Eine Versetzung iS § 101 ArbVG, die der Gesetzgeber als "Einreihung eines Arbeitnehmers auf einen anderen Arbeitsplatz" definiert, liegt vor, wenn entweder der Arbeitsort oder der inhaltliche oder der zeitliche Arbeitsbereich des Arbeitnehmers verändert wird (Schwarz in Cerny/Haas-Laßnigg/Schwarz, Arbeitsverfassungsrecht III, 157; Floretta/Strasser, Kommentar zum ArbVG, 590; Ris-Justiz RS0025205; 9 ObA 275/97z). Eine bloße Einschränkung des Tätigkeitsbereiches erfüllt die Voraussetzungen einer Versetzung iS des § 101 ArbVG nicht (Arb 10.500; Ris-Justiz RS0051227; Schwarz, aaO 157; Floretta/Strasser aaO 590).

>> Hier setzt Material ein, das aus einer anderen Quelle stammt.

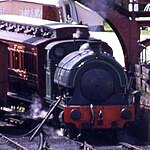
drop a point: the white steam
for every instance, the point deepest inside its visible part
(36, 108)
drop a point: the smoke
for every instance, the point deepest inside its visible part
(36, 108)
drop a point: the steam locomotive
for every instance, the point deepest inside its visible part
(57, 60)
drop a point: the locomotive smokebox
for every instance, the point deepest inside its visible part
(3, 73)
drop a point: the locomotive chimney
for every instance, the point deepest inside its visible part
(3, 73)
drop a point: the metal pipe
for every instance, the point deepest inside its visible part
(46, 117)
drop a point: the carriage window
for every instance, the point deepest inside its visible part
(68, 12)
(29, 62)
(15, 61)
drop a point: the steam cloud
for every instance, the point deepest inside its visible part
(36, 108)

Die über Jahre vom Kläger ausgeübte Tätigkeit der "Auslandsbeobachtung" blieb bis zur Einstellung der in Rede stehenden Zahlung zu Jahresbeginn 1991 im wesentlichen unverändert. Daß er ab 1. 6. 1990 vermehrt (2 Stunden täglich) für Archivarbeiten herangezogen wurde, ist für dieses Verfahren ohne Bedeutung, weil er die ihm gezahlte Abgeltung für die Gerätenutzung auch über diesen Zeitpunkt hinaus weiter bezog. Auch mit Jahresbeginn 1991 - dem Zeitpunkt der Einstellung der Zahlung - hat sich die Tätigkeit des Klägers im wesentlichen nicht geändert. Er war auch weiterhin - von den schon bisher aufgewendeten zwei Stunden Archivarbeiten täglich abgesehen - mit der "Auslandsbeobachtung" beschäftigt, allerdings mit der Einschränkung, daß er keine Mitschnitte mehr herzustellen hatte. Damit wurde aber seine bisherige Tätigkeit nur eingeschränkt, ohne daß mit dieser Einschränkung eine relevante inhaltliche Änderung seiner Tätigkeit verbunden gewesen wäre. Diese Einschränkung seiner Tätigkeit ist daher nicht als Versetzung iS § 101 ArbVG zu qualifizieren. Daß damit der bis dahin abgegoltene Aufwand und damit der keinen Entgeltanspruch darstellende (SZ 60/112; Ris-Justiz RS0031505) Anspruch auf Aufwandsersatz weggefallen ist, ändert an diesem Ergebnis nichts. Auf den Umstand, daß der Wegfall eines echten (kein Entgelt darstellenden) Aufwandsersatzes eine Versetzung nicht zu einer verschlechternden macht (Schwarz aaO, S 164; vgl auch Ris-Justiz RS0021381), braucht daher nicht mehr näher eingegangen zu werden.

Die Entscheidung über die Kosten des Revisionsverfahrens gründet sich auf die §§ 41, 50 Abs 1 ZPO.